Dagognet (François)

Technique et liberté

Cessons de condamner les nouvelles techniques médicales sous le faux prétexte qu'elles risquent de nous conduire à je ne sais quelle apocalypse ! Il y a là beaucoup de confusion et de fausses terreurs. Il y a surtout une grave méprise concernant la relation entre ces techniques et la liberté. On croit qu'elles ôtent à l'homme des libertés. C'est exactement l'inverse : elles lui en donnent de nouvelles. Prenons l'exemple du diagnostic prénatal. Il me paraît absolument normal que ceux qui attendent un enfant puissent savoir si cet enfant est atteint ou non d'une maladie héréditaire comme la trisomie. Connaître avec exactitude la situation du foetus est en effet l'élément essentiel dont les parents ont besoin pour prendre leur décision. Cet information laisse entière leur liberté. Chacun doit pouvoir refuser un avortement thérapeutique, et choisir, en toute connaissance de cause, de mettre au monde un enfant handicapé. (...) Les techniques médicales n'ont ni l'intention ni les moyens de tout commander. Elles ne décideront jamais à votre place. Mais elles mettent clairement chacun face à ses choix. C'est en ce sens qu'elles accroissent nos libertés, au lieu de les restreindre, comme on le croit par erreur.

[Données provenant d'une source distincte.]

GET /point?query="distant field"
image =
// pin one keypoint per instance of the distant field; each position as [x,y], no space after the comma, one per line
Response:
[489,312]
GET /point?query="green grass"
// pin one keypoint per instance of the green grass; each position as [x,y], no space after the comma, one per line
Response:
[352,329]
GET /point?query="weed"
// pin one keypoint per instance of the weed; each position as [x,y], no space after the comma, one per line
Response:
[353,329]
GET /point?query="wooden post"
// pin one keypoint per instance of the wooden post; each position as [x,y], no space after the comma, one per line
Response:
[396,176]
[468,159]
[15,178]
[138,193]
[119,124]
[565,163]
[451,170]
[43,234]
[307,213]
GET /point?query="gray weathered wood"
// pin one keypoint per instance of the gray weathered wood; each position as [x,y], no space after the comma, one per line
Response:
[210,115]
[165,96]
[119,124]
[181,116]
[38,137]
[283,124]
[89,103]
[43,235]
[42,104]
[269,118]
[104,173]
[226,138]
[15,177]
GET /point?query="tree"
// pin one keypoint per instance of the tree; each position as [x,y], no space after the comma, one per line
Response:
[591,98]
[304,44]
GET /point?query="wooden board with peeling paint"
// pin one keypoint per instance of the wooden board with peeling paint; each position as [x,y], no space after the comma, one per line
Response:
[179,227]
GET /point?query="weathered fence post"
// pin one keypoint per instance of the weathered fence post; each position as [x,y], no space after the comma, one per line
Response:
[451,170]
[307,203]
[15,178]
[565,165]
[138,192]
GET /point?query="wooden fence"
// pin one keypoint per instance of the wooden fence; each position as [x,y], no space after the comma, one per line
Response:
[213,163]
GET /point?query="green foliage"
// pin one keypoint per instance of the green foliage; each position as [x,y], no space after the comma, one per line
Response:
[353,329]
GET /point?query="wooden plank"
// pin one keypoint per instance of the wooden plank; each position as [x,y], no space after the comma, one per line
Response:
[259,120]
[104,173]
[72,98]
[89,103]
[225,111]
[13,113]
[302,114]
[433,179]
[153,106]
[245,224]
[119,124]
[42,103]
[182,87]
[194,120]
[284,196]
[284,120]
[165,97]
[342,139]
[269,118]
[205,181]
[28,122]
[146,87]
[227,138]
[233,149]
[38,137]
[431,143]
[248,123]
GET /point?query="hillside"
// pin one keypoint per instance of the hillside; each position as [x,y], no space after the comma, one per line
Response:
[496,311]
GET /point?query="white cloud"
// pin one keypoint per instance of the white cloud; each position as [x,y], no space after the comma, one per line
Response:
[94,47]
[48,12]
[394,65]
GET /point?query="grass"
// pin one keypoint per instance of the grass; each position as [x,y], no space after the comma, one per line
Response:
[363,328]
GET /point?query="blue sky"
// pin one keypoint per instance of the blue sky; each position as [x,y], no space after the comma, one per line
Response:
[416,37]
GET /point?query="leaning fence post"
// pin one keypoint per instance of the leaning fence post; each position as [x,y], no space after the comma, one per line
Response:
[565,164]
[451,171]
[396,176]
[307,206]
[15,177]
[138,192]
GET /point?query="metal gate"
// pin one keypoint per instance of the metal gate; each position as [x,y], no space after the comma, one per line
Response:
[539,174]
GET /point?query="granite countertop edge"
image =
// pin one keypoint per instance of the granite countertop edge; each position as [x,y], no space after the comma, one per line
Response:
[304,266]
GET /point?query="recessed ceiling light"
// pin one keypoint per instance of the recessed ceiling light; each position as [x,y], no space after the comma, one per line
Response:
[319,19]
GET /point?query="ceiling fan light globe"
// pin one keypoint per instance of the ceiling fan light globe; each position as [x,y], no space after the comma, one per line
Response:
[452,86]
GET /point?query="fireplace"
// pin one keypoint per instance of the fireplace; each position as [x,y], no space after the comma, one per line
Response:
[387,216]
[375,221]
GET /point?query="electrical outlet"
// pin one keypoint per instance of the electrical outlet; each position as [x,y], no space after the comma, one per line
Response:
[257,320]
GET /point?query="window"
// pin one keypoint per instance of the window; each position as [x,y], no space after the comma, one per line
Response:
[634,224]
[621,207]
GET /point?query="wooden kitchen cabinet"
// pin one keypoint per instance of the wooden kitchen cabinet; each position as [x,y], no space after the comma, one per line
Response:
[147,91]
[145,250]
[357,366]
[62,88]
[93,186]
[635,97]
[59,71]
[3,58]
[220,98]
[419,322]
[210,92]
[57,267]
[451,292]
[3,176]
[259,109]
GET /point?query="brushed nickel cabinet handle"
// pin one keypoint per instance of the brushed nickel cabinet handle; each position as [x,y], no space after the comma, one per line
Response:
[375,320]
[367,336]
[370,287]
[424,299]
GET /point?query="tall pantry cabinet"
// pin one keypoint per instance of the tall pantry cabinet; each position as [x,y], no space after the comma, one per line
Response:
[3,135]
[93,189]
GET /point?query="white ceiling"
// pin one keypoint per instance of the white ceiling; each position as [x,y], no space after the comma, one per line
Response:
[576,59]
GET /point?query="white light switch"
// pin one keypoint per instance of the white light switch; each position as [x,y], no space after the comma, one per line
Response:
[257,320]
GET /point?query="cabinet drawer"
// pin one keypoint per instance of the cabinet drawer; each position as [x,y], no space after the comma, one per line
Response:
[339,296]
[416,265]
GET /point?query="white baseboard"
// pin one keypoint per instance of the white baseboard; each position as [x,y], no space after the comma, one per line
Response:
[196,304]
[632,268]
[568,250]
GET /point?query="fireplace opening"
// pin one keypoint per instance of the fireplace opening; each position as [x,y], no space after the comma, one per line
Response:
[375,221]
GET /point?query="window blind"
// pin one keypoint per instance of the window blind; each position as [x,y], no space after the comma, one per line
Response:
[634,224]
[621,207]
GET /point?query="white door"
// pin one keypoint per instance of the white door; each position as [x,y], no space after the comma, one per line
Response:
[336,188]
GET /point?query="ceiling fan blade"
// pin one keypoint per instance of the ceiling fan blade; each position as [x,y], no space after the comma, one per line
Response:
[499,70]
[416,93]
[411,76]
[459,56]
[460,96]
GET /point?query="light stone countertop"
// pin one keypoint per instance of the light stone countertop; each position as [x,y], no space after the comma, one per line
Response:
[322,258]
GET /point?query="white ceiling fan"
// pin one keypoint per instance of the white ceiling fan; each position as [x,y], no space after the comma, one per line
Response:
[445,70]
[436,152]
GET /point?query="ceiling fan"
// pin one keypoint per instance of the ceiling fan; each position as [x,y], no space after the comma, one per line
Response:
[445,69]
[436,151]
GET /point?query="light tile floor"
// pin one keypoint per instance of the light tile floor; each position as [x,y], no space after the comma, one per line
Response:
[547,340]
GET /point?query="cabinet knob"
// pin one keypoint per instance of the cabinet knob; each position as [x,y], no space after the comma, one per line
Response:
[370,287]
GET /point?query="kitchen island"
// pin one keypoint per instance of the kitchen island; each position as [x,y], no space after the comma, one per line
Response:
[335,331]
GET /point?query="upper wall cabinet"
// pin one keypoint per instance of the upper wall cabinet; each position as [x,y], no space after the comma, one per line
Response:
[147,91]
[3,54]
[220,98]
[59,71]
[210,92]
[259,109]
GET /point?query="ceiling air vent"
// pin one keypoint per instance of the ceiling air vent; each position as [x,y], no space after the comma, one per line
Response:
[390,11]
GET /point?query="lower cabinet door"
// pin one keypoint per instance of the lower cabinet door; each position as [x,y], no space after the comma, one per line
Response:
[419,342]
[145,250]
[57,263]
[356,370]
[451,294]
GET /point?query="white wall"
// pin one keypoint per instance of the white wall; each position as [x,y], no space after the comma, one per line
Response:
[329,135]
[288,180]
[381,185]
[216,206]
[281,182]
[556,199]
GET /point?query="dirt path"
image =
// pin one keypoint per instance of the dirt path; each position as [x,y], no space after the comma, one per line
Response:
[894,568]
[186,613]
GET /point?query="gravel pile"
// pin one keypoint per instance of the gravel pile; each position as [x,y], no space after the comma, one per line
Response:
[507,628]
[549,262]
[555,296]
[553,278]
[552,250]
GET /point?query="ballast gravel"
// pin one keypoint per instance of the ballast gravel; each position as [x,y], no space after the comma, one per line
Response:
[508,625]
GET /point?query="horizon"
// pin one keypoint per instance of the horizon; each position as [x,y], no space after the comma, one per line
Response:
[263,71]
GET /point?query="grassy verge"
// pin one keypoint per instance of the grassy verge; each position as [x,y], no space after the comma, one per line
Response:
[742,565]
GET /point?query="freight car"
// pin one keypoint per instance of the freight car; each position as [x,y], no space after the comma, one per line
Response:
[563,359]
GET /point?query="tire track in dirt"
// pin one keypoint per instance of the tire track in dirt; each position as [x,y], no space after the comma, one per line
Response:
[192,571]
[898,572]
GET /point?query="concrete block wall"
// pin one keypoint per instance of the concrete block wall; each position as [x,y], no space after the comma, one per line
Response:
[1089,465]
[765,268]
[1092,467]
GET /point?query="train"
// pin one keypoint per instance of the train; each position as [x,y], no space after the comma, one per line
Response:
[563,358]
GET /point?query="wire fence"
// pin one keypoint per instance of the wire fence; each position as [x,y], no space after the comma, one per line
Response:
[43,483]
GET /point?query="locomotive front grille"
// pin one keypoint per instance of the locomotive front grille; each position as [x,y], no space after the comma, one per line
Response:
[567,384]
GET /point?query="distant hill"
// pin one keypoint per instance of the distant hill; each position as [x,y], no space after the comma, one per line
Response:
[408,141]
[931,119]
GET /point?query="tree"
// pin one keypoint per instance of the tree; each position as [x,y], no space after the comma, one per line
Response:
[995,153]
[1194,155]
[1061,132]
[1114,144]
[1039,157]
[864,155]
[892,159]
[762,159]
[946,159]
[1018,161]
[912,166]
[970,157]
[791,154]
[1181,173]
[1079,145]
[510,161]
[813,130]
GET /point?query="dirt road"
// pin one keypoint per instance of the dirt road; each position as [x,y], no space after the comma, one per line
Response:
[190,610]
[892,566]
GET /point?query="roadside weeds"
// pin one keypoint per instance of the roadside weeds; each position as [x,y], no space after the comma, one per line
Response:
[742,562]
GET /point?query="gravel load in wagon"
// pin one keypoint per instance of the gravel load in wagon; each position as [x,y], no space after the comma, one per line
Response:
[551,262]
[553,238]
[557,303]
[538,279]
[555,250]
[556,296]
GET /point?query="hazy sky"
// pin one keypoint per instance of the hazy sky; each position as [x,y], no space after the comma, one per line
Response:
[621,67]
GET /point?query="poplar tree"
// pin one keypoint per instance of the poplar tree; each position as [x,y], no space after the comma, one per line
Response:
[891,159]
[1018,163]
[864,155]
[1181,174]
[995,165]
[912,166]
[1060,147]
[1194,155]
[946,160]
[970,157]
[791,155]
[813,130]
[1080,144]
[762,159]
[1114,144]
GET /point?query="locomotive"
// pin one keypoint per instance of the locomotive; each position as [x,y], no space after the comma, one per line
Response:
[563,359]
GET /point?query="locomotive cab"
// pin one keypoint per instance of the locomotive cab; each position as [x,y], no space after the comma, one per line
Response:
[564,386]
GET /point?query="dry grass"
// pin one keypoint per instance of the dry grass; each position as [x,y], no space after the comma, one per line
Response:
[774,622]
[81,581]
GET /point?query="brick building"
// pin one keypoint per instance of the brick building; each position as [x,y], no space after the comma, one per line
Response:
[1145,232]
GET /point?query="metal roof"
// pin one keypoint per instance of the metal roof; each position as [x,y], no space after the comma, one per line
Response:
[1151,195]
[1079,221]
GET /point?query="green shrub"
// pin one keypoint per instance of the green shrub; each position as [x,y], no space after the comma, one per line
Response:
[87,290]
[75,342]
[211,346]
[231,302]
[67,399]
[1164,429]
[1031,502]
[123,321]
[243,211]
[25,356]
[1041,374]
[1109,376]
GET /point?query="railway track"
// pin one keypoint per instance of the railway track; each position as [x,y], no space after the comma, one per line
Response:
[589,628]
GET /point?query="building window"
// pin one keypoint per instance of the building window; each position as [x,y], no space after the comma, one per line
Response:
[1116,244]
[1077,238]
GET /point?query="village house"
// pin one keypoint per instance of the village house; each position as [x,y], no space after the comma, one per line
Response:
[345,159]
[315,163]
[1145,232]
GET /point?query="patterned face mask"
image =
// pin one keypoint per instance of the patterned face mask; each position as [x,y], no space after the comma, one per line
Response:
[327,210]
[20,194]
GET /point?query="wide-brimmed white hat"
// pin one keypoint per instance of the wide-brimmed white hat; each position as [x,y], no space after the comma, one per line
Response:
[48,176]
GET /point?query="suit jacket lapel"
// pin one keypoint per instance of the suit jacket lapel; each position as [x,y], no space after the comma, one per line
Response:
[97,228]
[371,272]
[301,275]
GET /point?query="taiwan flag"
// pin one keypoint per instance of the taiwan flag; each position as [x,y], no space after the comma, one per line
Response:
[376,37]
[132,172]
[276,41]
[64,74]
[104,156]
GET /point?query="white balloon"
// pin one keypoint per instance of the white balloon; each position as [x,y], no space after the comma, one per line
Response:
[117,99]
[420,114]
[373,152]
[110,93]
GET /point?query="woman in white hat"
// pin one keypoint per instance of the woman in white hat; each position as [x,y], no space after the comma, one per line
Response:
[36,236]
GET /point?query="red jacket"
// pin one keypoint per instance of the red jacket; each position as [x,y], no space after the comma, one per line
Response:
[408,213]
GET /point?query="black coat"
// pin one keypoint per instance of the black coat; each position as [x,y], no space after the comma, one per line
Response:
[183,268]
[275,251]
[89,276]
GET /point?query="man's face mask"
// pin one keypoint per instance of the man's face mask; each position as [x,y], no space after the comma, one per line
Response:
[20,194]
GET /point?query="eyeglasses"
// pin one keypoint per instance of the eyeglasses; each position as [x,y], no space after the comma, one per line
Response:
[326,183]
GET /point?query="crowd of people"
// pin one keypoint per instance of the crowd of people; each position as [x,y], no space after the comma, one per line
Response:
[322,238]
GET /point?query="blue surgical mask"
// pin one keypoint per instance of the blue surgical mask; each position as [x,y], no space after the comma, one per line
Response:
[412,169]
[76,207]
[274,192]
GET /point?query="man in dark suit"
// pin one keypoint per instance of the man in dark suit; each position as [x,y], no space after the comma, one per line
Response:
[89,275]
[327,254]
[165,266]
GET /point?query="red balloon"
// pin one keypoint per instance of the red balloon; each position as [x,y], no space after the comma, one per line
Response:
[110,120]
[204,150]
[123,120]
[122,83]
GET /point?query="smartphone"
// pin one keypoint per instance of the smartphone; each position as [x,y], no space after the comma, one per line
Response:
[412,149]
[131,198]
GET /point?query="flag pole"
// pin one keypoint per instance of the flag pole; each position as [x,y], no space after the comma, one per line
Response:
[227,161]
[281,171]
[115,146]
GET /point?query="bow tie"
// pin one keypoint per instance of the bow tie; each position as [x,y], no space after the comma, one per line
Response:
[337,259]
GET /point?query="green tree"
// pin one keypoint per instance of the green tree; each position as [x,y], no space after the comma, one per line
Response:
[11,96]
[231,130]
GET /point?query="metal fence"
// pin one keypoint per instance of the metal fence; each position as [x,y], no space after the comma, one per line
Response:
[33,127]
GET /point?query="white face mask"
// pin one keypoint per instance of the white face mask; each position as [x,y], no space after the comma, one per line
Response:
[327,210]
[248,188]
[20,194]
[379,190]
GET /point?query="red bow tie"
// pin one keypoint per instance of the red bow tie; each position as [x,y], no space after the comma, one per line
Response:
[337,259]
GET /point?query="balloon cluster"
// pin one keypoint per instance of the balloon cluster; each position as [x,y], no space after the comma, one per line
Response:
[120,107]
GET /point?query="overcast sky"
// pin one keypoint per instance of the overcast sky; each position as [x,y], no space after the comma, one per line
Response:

Ce qui est condamnable, ce ne sont pas les techniques et les informations qu'elles fournissent, c'est le refus d'informer ! Je condamne pour ma part l'idée qu'on puisse refuser d'avertir des parents de la naissance d'un futur enfant trisomique, ou des fiancés de la séropositivité de l'un ou de l'autre. Nous ne devons rien écarter de ce qui nous rend libre d'accepter ou de refuser en toute connaissance de cause. Vouloir mettre à l'écart ce genre d'information est signe d'obscurantisme. Cela revient en effet à vouloir soumettre les humains aux hasards aveugles de la vie. C'est tenter de les maintenir asservis à des mécanismes que la connaissance permet, si on le veut, de contrôler. Voilà qui est intolérable à mes yeux. Car plier l'homme à la nature est la pire des aliénations.